The leather that I use is vegetable tanned, or veg-tan, leather. The vegetable tanning process I believe is the second most popular tanning process, after chromium tanning (chrome-tanned leather). The chromium tanned leathers are the ones that most people are familiar with, since they’re used for almost all handbags, belts, upholstery, shoes, and pretty much anything else you can think of. I say almost all, since there are vegetable tanned leather accessories out there!
The vegetable tanned leather is tanned using tannin and other vegetable-based ingredients (well, tree bark and such). It stays the natural color of the leather which is a light tan/camel sort of color that can then be painted and dyed to whatever color you’d like. There is definitely variation from hide to hide in the color and also the properties of the leather – when you go to dye it, each accepts the dye differently. Chrome-tanned leather, on the other hand, is dyed with chromium sulfate and other chromium salts and is dyed during the tanning process. The result is a total rainbow of colors. If you want to see some of the variations, Hide House and Just Leather have an amazing selection.
Below are some photos of a vegetable tanned leather piece in progress. The first photo shows some of my branding lines and painting. The second photo is fully painted, and the third shows the piece with the leather dyed in the background.
Besides the color, one of the main difference in the veg-tan leather vs. the chrome-tan leather is the surface. The veg-tan leather has a very smooth surface, whereas the chrome-tan has more of a grainy, or fleshy, look to it. It reminds me almost of goose bumps or follicles. Aside from some scars and other variations, the surface of the vegetable tanned leather is more like a piece of paper than goose bumpy skin.
Vegetable tanned leather also starts out much more rigid than chromium tanned. It’s got a life, and shape, of it’s own. This makes it ideal for my purpose, since I can construct something like a leather wine tote that will hold it’s shape without using anything other than leather. There are different thicknesses (referred to as the “ounces”) that veg-tan leather comes in so I have the flexibility to choose the the leather that will work best for the project given the end weight I want to achieve, and how stiff or flexible it needs to be.
Veg-tan does soften up quickly once you start using it and you get that nice, worn-in, leather look and feel. Chrome-tan doesn’t seem to change much, other than scuffing and wearing. I am particularly fond of this picture of two boots (from Blue Owl Workshop), the one in the front using chrome-tan and the one in the back using veg-tan, both with the same color dye, at least in theory:
The one in the back has that old, worn in, vintagey satisfying look to it where it’s not entirely even. The one in the front just looks like a boot. With age, that one in the back will just look more and more lovely, too.
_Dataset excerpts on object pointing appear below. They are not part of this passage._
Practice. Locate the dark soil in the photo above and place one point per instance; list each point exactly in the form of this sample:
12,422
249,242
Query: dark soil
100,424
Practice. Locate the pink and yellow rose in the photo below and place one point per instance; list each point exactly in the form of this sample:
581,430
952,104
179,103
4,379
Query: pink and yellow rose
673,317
The reasons that I choose veg-tan leather, besides the strength and durability, are primarily because I have the freedom to work my paints, carving, dyes, etc., into the surface of the leather and then seal it with a protective coat and actually have them stay, which is something that doesn’t work so well with chrome-tanned leather. Because the chrome-tan is already finished, it doesn’t accept dye or paint well, it can’t be carved or tooled effectively (though it can be embossed), and I would hate to think of what might happen if I took a branding iron to it!
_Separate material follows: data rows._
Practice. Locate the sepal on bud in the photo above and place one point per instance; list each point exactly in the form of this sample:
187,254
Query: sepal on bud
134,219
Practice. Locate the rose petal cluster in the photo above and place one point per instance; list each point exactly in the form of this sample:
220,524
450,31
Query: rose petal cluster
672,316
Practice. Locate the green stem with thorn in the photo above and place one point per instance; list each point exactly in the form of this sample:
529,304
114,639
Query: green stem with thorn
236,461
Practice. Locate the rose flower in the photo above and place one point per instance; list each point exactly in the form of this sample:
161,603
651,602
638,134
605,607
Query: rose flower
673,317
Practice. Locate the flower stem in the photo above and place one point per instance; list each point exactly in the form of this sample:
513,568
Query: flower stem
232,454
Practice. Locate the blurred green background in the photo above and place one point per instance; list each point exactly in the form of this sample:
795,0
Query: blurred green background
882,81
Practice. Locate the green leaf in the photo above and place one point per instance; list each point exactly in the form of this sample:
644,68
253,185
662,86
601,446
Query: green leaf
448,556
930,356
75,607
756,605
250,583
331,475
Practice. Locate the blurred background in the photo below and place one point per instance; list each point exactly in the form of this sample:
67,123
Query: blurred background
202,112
Because I am doing all the dying and sealing on my leathers, and because I’m using veg-tan, I can create a piece that is colorfast – unlike chromium tanned leather, when dyed properly, veg-tan will not redeposit dye on your clothes or other items. My personal theory about why purses are lined is to keep the dye on the inside of the chrome-tanned leather from re-depositing on other items in your purse. Of course, if you carry a vegetable tanned leather purse, you don’t need the lining since it is colorfast.
Something interesting that I found out in writing this blog post is that chrome-tanned leather shouldn’t be used in anything that comes into direct contact with metals – sheaths, pen holders, holsters, etc. – since the residual chromium salts can corrode the metal. I had no idea – did you?
If you’d like to watch a video of the tanning process, there is one by Hermann Oak Leather Tannery that is interesting. I do warn you though – watching a tanning video is a little gross, so click and view at your own discretion.
Okay, that’s all for today. Hope you learned something, and if not, hope you at least enjoyed reading or looking at the photos!